Phantom Ships Carry Untold Sum of Investment Wisdom
This week, a mysterious ferry set sail from California to North Korea.
Then a tugboat hightailed it from the St. Johns River in Florida to Lake Superior – in two minutes flat!
And a shadowy oil tanker made a beeline from Louisiana to Cuba.
Now, all of these were phantom ships (i.e. – completely imaginary).
Yet they all showed up as legitimate vessels on the worldwide system monitored by shippers, traders, economists and researchers alike.
There’s also an untold sum of investment wisdom contained in this story.
A Paid Hack
Ever since the 2004 ruling by the International Maritime Organization convention, ships have been required to carry automatic identification systems (AIS) and regularly report vital info – including identity, position, speed and status.
Think of it as the maritime version of air traffic control. It’s all in the name of increasing safety.
The problem is, the signals get compiled by websites like AISLive.com and MarineTraffic.com. But no one owns the actual technology, which leaves the network frighteningly vulnerable to hacking.
Over the last six months, at the behest of U.S. government agencies, internet security company Trend Micro Inc. (TMICY) set out to expose those vulnerabilities. And it didn’t take much effort.
With a $1,000 piece of equipment, Trend Micro’s Kyle Wilhoit says, “We can literally move, create and modify existing boats, as well as boats that don’t even exist. Some nerd in a basement can do that.”
John Murray, Marine Director at the International Chamber of Shipping in London, says, “When signals can be spoofed or inaccurate for whatever reason, inevitably this is of concern.”
Cyber Security: Your Life Could Soon Depend on It
In our increasingly digitized and connected world, the ease at which phantom ships can be created serves as the latest glaring example of why we need robust cyber security.
Forget about shipping or national security, our daily lives could soon depend on it.
Consider: In a recent 60 Minutes interview, former Vice President Dick Cheney revealed that he disabled the wireless function on his defibrillator to protect against a potential attempt on his life. Yes, he thought someone would hack his heart!
As I said, this isn’t just about vital networks being secured.

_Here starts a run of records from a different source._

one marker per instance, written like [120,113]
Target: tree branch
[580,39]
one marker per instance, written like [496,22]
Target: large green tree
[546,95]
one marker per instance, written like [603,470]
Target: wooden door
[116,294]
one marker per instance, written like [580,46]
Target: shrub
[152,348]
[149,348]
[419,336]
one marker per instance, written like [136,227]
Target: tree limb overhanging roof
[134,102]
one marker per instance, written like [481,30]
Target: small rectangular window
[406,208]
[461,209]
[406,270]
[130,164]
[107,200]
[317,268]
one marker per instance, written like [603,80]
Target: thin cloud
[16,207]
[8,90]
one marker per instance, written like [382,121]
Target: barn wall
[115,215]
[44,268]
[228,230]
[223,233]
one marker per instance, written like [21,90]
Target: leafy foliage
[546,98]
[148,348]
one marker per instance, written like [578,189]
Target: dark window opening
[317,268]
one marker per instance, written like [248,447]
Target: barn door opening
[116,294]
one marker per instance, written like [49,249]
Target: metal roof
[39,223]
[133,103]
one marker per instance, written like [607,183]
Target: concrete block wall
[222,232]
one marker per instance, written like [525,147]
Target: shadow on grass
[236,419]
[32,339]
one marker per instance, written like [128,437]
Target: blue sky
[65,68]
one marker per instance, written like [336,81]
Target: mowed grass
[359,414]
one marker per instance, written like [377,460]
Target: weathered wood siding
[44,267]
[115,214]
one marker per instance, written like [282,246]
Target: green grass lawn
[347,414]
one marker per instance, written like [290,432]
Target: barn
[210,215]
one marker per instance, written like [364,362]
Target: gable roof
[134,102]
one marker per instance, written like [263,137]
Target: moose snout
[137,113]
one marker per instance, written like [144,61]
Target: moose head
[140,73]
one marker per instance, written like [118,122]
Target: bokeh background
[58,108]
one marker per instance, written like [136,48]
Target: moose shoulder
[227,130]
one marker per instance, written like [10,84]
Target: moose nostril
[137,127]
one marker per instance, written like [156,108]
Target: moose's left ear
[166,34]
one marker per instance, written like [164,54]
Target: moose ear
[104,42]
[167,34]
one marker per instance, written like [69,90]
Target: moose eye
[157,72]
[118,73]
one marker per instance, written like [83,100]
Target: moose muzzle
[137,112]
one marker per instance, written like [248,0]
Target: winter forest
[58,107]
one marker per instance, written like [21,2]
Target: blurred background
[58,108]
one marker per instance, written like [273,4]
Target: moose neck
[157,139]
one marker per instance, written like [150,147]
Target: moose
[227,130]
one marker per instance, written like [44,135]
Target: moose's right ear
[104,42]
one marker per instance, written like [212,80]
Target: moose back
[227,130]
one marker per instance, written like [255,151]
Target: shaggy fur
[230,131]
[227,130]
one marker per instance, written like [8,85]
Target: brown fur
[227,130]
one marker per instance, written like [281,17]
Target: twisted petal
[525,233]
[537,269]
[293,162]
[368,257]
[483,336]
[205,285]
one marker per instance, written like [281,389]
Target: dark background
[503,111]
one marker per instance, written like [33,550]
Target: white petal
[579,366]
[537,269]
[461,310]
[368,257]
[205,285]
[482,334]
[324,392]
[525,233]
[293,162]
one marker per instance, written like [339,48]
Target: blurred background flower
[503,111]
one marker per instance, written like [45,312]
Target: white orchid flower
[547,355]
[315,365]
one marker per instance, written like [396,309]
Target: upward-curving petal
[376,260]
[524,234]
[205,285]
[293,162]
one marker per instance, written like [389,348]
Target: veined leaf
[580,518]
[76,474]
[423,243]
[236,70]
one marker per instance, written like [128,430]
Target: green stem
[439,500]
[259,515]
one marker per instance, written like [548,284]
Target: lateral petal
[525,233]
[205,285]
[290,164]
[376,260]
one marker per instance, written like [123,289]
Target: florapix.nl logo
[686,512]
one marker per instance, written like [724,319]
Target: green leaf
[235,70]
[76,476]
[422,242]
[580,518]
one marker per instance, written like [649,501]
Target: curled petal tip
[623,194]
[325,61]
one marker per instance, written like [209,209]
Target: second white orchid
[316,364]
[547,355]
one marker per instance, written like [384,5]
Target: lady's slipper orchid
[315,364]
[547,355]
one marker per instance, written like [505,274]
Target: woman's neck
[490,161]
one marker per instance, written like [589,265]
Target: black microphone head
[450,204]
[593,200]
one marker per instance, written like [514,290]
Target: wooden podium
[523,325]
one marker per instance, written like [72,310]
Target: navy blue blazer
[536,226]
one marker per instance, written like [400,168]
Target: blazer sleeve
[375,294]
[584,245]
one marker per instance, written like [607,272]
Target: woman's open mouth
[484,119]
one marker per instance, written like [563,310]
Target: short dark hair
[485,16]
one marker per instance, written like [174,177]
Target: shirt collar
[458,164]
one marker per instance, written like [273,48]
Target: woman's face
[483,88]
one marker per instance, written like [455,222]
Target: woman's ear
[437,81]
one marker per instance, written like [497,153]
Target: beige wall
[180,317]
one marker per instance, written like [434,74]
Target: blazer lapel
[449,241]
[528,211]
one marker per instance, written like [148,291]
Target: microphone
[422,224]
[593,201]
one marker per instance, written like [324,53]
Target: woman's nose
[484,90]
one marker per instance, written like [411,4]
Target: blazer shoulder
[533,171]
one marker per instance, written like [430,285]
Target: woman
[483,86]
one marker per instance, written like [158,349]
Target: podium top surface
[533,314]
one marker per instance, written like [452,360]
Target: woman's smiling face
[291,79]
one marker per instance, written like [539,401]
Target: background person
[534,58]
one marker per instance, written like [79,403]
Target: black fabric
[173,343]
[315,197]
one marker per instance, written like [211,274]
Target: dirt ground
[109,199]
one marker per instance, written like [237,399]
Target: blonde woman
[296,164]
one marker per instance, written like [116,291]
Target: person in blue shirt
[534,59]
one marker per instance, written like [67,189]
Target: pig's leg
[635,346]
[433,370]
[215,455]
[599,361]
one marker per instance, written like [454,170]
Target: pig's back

It’s about a day in the near future when our lives become more dependent on the security embedded in our devices than our physical fitness levels.
Scary thought, isn’t it?
Let’s not go down those roads today, though. Instead, let’s focus on the investment implication.
(If you’re not one for individual stocks, hang tight. I’m sure it’s only a matter of time before a cyber security ETF launches.)
Undoubtedly, the latest growth statistics being bandied about – like Gartner’s call for security spending to rise 39% to $93 billion in 2017 – will end up being too conservative.
And as I’ve said before, companies operating in growing markets (that keep increasing sales and profits) can’t help but rise in price.
Now, beyond the specific investment opportunities, there’s also wisdom to be gleaned from this story about the dangers of false signals.
You see, investors and traders are always after an informational advantage. In this case, they routinely track merchant vessels to try to get an early bead on activity before official trade figures are released.
If they succeed in sniffing out a new trend in the data, they can position their portfolios to profit. Obviously, false signals can torpedo such efforts and lead to losses instead of gains.
Therefore, if we routinely follow anecdotal or periphery data to make investment decisions, we need to make sure it’s legitimate before we act. Or, as the late Ronald Reagan was fond of saying, we need to always trust, but verify.
Bottom line: Beware of phantom ships (both the literal and figurative varieties) in the data you track. And invest in their eventual eradication, thanks to market-leading cyber security firms.